Las Vegas Sun

March 28, 2024

LV reclaims top foreclosure ranking in U.S.

Las Vegas reclaimed its dubious title as the foreclosure capital of the country in February, and Nevada set a record with its most-ever number of households in default on mortgage payments. That’s the first time since October that Las Vegas held the top ranking of cities with a population of 200,000 or more.

The city’s foreclosure rate of one filing for every 60 households was seven times the national average.

The number of default notices filed against homeowners who are delinquent in making mortgage payments rose 32 percent in February to 8,406. That’s compared with 6,064 notices in January and 4,367 in February 2008, according to RealtyTrac, a California firm that tracks foreclosures.

That is the highest amount in Nevada since the firm started tracking foreclosures in January 2005 and another ominous sign for the Las Vegas housing market. In January, foreclosure filings fell 4 percent from December, causing some to wonder whether the foreclosure crisis was slowing.

In Nevada, there were 15,783 foreclosure filings in February, a 9 percent increase over January’s 14,444. The good news is that the actual number of foreclosed homes from January to February fell more than 1,000 to 2,817, but that may be more of a reflection of a moratorium on foreclosures by some lenders and Fannie Mae and Freddie Mac.

Nevada had one filing for every 70 households, which leads the nation. The state, which had held that top spot for more than two years, had its total increase 4 percent compared with January and 156 percent compared with February 2008.

Nationwide, foreclosure filings rose 6 percent from January to February and nearly 30 percent from February 2008.

RealtyTrac executives called the increase in foreclosure filings surprising because many of the foreclosure-prevention efforts in place in January were extended through February.

The sharp increase in default notices in Nevada is cause for concern, said Rick Sharga, RealtyTrac’s senior vice president. In a normal market, 20 percent of default notices turn into foreclosures nationwide, but that has risen to 50 percent, Sharga said.

“What is really a bigger question is almost how that is happening in the face of all these industry moratoria going on,” Sharga said. “Clearly, the rate of activity is surpassing the delaying procedures.”
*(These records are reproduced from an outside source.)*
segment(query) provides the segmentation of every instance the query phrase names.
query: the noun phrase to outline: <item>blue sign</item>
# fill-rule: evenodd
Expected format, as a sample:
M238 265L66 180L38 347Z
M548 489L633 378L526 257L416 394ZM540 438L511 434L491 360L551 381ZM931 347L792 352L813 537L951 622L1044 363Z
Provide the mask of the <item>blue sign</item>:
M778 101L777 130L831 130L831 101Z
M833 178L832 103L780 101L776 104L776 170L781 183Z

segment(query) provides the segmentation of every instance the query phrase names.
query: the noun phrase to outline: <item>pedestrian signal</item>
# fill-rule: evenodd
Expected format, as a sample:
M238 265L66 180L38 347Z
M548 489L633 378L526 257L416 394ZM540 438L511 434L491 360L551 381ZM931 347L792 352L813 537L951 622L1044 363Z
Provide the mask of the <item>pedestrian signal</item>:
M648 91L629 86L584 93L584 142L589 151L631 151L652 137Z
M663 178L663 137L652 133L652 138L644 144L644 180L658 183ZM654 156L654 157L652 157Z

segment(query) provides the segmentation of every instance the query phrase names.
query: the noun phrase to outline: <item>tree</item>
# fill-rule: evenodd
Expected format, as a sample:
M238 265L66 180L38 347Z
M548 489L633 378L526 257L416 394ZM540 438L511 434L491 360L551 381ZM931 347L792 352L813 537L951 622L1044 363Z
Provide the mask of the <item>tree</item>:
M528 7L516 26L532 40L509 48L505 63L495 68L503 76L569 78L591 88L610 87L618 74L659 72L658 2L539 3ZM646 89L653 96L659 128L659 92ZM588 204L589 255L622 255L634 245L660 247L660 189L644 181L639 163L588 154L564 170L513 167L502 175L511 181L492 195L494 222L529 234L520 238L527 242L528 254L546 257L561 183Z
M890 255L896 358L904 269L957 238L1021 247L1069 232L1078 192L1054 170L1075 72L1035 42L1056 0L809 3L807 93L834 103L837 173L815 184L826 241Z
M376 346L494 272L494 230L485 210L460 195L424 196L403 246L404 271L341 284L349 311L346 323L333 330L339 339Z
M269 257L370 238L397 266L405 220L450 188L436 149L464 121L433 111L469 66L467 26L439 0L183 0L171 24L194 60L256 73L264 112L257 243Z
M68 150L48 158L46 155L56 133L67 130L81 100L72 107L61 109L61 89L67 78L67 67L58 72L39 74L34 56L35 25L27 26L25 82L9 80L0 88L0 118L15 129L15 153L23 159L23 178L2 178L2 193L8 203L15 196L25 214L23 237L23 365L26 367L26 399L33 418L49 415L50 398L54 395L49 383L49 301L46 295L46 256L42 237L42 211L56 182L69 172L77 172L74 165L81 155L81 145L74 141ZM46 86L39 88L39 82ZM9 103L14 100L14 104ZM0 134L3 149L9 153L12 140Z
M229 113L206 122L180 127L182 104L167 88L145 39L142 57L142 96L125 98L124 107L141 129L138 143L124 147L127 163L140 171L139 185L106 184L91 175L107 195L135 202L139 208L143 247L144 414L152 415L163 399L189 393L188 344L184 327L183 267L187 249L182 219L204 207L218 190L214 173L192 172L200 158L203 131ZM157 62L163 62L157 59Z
Sharga says it appears that lenders were overwhelmed with their caseload and that caused some delays in processing foreclosures. They appear to be catching up now.

“We have been waiting for them for a while for the system to catch up with the numbers,” Sharga said. “This does not (bode) well in the near term. The market is still slow, and Nevada has a lot of distressed properties on the market. We are going to have a fresh wave of properties ending up as bank repossessions at distressed pricing. This suggests there is going to be more pain before the market can heal.”

The same scenario is playing out in California, Florida and Arizona — all markets where there was rapid appreciation and high-risk loans given to people who couldn’t afford the payments, and when property values fell, it came down like a house of cards, Sharga said.

While the rest of the country may have a slight reduction in foreclosures in 2010 and return to normal by 2011, Las Vegas could still be dealing with the issue.

Sharga is among those who fear that people able to make their mortgage payment will walk away from their homes because they owe far more than their home is worth. If people can go from paying $2,400 a month for their mortgage to $1,200 a month to rent the same house, they will do so, Sharga said.

“I think that unless you see loan modifications programs that address (this), a lot of homeowners so far underwater might be better financially to walk away from the loan,” Sharga said.

Las Vegas’ foreclosure woes are exacerbated by the condominium market and its overabundance that has dragged down the overall housing market, Sharga said.

Arizona ranked second in foreclosure filings with one filing for every 147 households, while California was third with one filing for every 165 households.

The Reno-Sparks area is in the top 10 at No. 8 in February with one filing for every 108 households.

For cities, the Cape Coral-Fort Myers, Fla., metro area was second in the nation with one filing for every 65 households. Six California cities were in the top 10. Phoenix was ninth.

Of the 15,783 foreclosure filings in Nevada in February, 13,100 were in Clark County or one filing for every 60 households. There were 7,258 notices of default filed in the county and 2,151 homes repossessed.

Despite the stark numbers, Clark County wasn’t the worst in the state when it comes to foreclosure filings. Lyon County had one filing for every 30 households. There were 219 notices of default and 30 homes foreclosed in that county.

In third place was Nye County with one filing for every 92 households. That was followed by Washoe County with one filing for every 107 households.